Polyarteritis Nodosa Treatment

Polyarteritis Nodosa is a multisystem disease that may present with fever, sweating, weight loss, and severe muscle and joint pain. Can develop in subakut mode, for a few weeks or months. The patient may have specific complaints such as fever, malaise, weight loss, anorexia and abdominal pain.
The disease can affect nearly any site in the body, but have a tendency to organs such as the skin, kidneys, nerves, and the digestive tract. Many patients with high blood pressure and elevated levels of sedimentation of erythrocytes. The presentation can also include abnormalities of the skin rashes, ulcers and peripheral neuropathy pain, sensation of burning, tingling, or numbness or weakness in the hands or feet.

Skin abnormalities are extremely common in the pot and may include purpura, livedo reticularis, ulcers, nodules or gangrene. Involvement of the skin occurs most often on the legs and is very painful.

Nerve conduction studies is a non-invasive way to identify the nerves involved with inflammation. (This nerve can then be biopsied breast for confirming a diagnosis). The Diagnosis is confirmed by biopsy shows pathological changes in the arteries. The biopsy site may vary. Most biopsies taken from skin, muscle or nerve symptoms.

Arteritis Polyarteritis nodosa is a small – and medium – sized that affects many organs, especially the skin, peripheral nerves, intestines, kidneys, and liver. Age of onset ranged from infancy to late adulthood, but the 40-year average. Polyarteritis nodosa associated with active hepatitis B, hepatitis C, or both; Therefore, the disease is more common in injection drug users.

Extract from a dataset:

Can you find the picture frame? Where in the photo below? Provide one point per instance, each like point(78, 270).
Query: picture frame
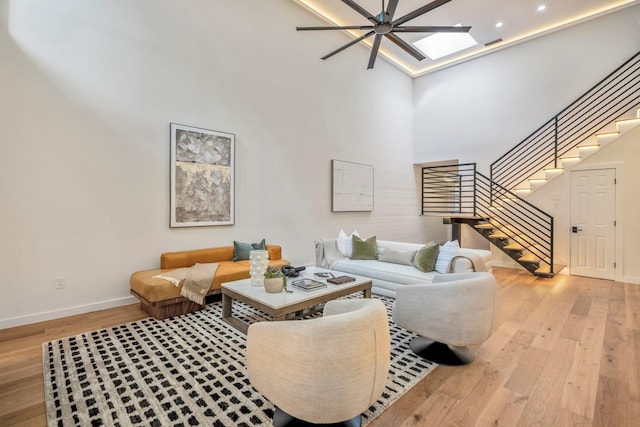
point(202, 177)
point(351, 187)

Polyarteritis nodosa may be mediated by deposition of immune complexes. The evidence includes the observation that a patient with polyarteritis nodosa associated with hepatitis B or hepatitis C have immune complexes consisting of viral antigens and antibodies that circulate in the blood and stored in the inflamed veins. In addition, antiviral therapy can send vaskulitis in some patients.

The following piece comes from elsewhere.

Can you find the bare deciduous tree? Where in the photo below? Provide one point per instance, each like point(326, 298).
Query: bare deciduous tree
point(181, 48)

Gradual Onset over the past weeks to months, and early symptoms often specific. The initial instructions that the patient has vaskulitis usually come from the skin or peripheral nervous system in which the myocardial one mixed motor and sensory nerve after another mononeuritis results in multiplek, one of the most specific instructions that the patient has vaskulitis.

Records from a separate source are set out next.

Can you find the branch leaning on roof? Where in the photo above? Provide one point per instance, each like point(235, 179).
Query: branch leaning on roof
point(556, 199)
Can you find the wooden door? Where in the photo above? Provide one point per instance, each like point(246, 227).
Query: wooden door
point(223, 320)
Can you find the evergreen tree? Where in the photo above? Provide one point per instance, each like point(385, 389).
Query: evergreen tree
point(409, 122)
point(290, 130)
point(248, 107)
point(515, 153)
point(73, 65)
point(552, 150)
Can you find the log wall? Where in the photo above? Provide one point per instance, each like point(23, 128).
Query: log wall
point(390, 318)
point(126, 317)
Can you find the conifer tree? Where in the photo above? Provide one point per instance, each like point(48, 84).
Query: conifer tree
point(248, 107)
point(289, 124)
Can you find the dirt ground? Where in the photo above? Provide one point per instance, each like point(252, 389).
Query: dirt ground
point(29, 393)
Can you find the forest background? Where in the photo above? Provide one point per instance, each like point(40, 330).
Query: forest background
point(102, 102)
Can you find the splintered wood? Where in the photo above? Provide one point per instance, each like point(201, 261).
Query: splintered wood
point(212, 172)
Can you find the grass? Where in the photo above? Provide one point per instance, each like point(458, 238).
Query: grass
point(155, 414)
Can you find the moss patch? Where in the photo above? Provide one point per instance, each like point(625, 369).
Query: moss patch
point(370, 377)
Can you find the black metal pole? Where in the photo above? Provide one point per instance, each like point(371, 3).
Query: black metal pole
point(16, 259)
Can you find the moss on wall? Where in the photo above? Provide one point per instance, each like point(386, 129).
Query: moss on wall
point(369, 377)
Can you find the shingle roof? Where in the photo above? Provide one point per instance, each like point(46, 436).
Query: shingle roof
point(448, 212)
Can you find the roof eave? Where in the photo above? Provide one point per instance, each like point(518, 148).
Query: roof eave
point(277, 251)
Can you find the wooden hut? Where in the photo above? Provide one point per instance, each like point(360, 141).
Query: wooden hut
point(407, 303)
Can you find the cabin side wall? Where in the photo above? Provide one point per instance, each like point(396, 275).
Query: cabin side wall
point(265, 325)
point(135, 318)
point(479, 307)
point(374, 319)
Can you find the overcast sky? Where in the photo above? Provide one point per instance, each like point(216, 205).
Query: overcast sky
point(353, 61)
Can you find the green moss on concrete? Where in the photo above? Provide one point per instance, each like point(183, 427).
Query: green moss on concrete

Kidney involvement eventually develops in most and is accompanied with hypertension patients, while half of Wegener's granulomatosis rarely raised blood pressure. Polyarteritis nodosa is also often involves stomach intestinal angina, bleeding, perforation, heart myocarditis, myocardial infarction or scleritis. An outbreak of kidney or mesenterika micoaneurysms can simulate acute abdomen.

Confirming the diagnosis requires biopsy specimens that display either small-or medium-sized arteries, or mesenterika Arteriography showing microaneurysms or alternating areas of stenosis and widening.

Biopsy of nerve symptoms or symptoms of muscle was sensitive, whereas 70% of asymptomatic biopsy is less than 25% sensitive. Because mesenterika Angiography is 60% sensitive, it must be done when there are no bergejala site for biopsy. Renal Biopsy should be avoided unless it rules out angiography microaneurysms are prone to rupture.

However, the new study shows that alone can achieve high prednison survival just as prednison and siklofosfamid, though less frequent flares on patients taking siklofosfamid. Other studies show that traditional therapy with prednison and siklofosfamid should be abandoned on patient with polyarteritis nodosa associated with hepatitis b.

A new propsed regimen consists of 2 weeks of prednison for controlling vaskulitis, followed by Plasmaperesis to remove the immune complexes, and accompanied by antiviral therapy with lamivudine for hepatitis B infections patients get rid of the. value of long term Saving anti viral therapy for polyarteritis nodosa associated with hepatitis C are not established.